Mars - Le Groupe des créanciers de l'Ukraine (GCU), composé du Canada, de la France, de l'Allemagne, du Japon, de la Grande-Bretagne et des États-Unis, fournit des garanties de financement à l'appui d'un prêt attendu du Fonds monétaire international. Cela inclut la prolongation jusqu'en 2027 d'un moratoire sur les paiements précédemment convenu.

Mars - Le conseil d'administration du FMI approuve un programme de prêt de 15,6 milliards de dollars sur quatre ans pour l'Ukraine afin de soutenir l'économie du pays.

Novembre - Dans son budget 2024, l'Ukraine détaille un déficit prévu de 44 milliards de dollars.

2024

Mars - Reuters rapporte que les détenteurs d'obligations ukrainiennes à l'étranger sont en pourparlers pour former un comité de créanciers avant les négociations sur le réaménagement de la dette. La formation du groupe est officialisée en avril.
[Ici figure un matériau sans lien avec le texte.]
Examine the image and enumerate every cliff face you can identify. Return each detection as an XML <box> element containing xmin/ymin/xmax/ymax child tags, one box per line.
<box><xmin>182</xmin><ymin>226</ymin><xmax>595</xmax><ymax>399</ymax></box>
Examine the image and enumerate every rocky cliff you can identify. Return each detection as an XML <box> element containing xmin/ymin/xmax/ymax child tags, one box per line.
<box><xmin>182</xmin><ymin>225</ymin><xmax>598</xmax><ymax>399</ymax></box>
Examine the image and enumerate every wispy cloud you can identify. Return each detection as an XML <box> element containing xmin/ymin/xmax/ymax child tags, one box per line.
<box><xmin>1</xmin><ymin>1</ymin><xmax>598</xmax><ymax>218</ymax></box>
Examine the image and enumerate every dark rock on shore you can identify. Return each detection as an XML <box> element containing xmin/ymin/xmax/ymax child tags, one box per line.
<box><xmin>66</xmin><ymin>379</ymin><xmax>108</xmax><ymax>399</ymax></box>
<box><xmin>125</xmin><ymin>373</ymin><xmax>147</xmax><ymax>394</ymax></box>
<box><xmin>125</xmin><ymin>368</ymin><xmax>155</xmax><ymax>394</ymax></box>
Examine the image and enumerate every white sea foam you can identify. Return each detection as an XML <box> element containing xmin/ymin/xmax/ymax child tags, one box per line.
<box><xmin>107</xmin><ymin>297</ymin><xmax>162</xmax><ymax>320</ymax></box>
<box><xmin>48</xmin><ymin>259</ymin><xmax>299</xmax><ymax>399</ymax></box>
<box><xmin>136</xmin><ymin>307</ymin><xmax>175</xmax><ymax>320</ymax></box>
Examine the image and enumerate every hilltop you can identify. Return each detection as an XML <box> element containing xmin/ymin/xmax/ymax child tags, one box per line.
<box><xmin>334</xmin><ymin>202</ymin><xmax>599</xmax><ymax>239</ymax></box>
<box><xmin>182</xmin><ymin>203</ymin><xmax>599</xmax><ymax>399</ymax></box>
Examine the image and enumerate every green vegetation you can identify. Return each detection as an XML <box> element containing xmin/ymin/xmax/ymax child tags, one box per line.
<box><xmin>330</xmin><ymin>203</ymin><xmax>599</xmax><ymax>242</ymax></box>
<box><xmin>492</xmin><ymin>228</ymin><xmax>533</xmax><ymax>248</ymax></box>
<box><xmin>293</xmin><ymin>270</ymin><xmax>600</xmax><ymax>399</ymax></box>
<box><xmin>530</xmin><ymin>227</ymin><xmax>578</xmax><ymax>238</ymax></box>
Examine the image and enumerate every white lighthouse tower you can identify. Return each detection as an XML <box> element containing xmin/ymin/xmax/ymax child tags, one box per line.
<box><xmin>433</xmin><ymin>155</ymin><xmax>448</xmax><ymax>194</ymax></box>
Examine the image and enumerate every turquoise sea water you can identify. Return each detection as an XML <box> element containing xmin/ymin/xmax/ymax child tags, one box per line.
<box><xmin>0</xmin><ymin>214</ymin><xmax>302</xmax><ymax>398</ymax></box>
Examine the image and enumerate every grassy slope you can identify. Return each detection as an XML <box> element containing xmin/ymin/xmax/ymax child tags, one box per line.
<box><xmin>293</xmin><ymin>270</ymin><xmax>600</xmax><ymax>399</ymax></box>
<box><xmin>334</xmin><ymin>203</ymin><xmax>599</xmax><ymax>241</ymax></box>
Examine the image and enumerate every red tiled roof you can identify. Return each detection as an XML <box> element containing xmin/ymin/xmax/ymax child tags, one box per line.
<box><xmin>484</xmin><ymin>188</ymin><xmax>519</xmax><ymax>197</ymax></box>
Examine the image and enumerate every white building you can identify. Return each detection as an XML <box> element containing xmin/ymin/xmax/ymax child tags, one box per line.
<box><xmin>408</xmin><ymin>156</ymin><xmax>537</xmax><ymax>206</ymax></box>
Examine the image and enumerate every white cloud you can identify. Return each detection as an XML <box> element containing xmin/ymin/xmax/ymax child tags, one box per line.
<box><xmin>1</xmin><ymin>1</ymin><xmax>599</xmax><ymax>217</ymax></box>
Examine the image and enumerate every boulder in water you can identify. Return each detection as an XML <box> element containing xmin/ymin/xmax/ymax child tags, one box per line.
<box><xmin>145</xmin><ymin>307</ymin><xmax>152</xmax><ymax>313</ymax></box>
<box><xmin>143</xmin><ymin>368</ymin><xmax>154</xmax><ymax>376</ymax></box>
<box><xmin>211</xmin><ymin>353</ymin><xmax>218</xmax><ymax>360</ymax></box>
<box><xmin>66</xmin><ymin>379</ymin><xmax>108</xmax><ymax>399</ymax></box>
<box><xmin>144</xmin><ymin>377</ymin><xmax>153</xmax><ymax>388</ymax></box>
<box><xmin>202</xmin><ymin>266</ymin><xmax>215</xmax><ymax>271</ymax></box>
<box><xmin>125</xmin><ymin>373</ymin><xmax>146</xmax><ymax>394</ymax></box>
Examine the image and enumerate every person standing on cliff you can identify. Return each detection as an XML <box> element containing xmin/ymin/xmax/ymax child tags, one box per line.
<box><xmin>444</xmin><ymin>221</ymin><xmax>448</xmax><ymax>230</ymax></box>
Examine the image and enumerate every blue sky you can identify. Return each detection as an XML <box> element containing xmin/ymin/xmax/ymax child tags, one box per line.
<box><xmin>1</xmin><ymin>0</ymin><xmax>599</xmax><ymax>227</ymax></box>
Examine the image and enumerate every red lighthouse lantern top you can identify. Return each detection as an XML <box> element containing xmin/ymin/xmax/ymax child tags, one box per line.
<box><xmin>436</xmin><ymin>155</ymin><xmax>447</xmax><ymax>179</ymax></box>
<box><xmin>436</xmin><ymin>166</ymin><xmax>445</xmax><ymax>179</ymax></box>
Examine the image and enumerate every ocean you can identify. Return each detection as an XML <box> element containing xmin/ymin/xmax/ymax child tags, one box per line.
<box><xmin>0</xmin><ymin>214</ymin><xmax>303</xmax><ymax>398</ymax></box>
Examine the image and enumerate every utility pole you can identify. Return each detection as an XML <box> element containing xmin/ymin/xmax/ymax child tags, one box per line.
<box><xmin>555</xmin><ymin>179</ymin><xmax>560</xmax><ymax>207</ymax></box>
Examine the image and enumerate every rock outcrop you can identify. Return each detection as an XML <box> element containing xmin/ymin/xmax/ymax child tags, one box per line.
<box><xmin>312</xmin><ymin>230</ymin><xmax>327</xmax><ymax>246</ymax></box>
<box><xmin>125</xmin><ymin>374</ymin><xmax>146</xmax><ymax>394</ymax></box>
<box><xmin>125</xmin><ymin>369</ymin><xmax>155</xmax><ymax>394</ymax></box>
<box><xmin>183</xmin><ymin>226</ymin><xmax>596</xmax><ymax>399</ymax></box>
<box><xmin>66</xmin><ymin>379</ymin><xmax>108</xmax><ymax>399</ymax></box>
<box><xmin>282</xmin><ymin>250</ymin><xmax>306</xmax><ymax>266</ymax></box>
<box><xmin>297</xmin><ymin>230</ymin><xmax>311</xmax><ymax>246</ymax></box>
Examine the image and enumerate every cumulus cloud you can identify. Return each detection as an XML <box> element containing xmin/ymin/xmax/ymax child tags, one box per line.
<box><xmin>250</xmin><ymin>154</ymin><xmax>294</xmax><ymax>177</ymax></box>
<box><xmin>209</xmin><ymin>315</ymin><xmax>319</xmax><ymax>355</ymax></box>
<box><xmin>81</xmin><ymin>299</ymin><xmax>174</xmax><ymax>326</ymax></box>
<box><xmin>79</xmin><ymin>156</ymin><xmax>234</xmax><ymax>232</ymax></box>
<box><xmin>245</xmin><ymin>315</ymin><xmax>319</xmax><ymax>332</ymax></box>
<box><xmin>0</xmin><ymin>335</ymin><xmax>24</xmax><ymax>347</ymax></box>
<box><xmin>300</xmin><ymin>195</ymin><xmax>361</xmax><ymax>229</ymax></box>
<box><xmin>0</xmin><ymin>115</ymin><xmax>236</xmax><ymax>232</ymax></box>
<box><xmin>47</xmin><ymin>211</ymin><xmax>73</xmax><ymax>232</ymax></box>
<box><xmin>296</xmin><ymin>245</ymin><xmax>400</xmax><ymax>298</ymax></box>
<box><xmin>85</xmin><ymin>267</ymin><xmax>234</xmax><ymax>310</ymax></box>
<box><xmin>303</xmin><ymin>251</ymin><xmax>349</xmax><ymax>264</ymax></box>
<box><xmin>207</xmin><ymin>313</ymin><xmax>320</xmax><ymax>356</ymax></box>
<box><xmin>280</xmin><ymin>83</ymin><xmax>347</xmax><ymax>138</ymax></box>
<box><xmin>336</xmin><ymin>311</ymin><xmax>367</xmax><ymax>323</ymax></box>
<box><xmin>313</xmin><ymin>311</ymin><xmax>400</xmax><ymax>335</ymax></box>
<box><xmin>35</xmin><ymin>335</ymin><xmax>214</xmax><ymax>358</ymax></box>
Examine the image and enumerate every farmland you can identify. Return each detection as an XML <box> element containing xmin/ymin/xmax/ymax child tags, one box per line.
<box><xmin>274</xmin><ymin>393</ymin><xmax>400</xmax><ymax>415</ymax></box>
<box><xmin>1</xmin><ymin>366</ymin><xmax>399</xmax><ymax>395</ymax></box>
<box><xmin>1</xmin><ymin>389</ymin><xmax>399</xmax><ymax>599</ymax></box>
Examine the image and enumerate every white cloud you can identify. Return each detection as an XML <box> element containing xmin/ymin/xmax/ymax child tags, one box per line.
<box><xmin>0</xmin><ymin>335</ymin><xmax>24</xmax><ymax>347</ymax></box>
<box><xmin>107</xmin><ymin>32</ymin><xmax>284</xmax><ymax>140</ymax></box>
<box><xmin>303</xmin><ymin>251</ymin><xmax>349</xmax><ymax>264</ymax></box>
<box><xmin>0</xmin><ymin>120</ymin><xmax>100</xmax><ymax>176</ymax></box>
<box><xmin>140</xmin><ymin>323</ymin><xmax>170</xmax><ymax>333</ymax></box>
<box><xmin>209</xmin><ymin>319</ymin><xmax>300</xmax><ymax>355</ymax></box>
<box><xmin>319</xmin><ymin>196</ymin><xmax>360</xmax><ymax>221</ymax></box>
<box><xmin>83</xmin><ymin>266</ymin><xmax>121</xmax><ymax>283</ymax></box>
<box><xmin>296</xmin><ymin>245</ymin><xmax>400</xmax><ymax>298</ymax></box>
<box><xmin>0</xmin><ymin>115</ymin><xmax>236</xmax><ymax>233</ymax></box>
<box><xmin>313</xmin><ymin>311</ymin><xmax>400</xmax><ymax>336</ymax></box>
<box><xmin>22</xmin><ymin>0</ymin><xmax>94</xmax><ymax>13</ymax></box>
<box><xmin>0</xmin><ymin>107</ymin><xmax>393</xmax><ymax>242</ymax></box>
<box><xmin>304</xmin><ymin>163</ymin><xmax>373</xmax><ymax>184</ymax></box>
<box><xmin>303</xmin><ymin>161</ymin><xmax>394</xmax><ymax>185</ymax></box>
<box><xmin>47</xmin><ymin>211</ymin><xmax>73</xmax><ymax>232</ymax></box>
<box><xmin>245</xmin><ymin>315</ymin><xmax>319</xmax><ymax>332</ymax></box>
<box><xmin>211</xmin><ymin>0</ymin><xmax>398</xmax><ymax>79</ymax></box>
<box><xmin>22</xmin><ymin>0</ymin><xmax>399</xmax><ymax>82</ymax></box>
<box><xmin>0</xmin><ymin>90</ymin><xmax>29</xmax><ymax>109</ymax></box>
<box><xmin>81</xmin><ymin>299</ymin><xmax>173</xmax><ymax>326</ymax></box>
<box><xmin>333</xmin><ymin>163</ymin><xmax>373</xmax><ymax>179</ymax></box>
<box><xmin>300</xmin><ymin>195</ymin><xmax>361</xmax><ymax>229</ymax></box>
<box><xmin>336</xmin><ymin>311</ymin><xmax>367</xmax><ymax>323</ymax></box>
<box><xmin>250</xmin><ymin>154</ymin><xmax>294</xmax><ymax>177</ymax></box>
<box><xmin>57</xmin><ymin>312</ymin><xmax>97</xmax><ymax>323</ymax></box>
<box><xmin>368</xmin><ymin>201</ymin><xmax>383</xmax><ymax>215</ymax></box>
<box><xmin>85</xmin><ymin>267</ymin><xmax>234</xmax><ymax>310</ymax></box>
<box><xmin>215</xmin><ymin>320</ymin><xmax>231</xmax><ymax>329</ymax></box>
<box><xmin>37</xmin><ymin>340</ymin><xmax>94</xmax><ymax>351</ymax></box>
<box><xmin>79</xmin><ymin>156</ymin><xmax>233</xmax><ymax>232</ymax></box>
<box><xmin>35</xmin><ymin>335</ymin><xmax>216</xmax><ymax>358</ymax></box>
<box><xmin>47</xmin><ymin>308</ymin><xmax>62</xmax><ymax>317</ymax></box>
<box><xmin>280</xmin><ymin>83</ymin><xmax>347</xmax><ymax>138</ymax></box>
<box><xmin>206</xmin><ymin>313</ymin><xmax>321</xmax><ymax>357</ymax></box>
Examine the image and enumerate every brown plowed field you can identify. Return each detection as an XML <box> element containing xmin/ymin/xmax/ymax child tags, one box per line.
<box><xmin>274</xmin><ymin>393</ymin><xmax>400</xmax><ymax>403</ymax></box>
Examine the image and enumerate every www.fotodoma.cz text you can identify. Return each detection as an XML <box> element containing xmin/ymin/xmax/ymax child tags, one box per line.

Avril - Le Congrès américain adopte, après des mois de retard, un vaste programme d'aide à l'étranger, ouvrant la voie à un financement de 61 milliards de dollars pour l'Ukraine.

Mai - L'Ukraine s'efforce de parvenir à un accord sur une restructuration avec ses créanciers privés avant l'expiration d'un gel des paiements.

Juin - Le Groupe des Sept accepte d'accorder à l'Ukraine un prêt de 50 milliards de dollars en utilisant les intérêts perçus sur les avoirs russes gelés.

Juin - L'Ukraine déclare qu'elle n'est pas parvenue à un accord lors des discussions officielles avec un groupe de détenteurs d'obligations sur la restructuration de sa dette commerciale, ce qui rapproche le pays d'un défaut de paiement. Le ministre des Finances, Serhiy Marchenko, déclare que les pourparlers se poursuivent et qu'il s'attend à ce que le gouvernement parvienne à un accord d'ici le 1er août.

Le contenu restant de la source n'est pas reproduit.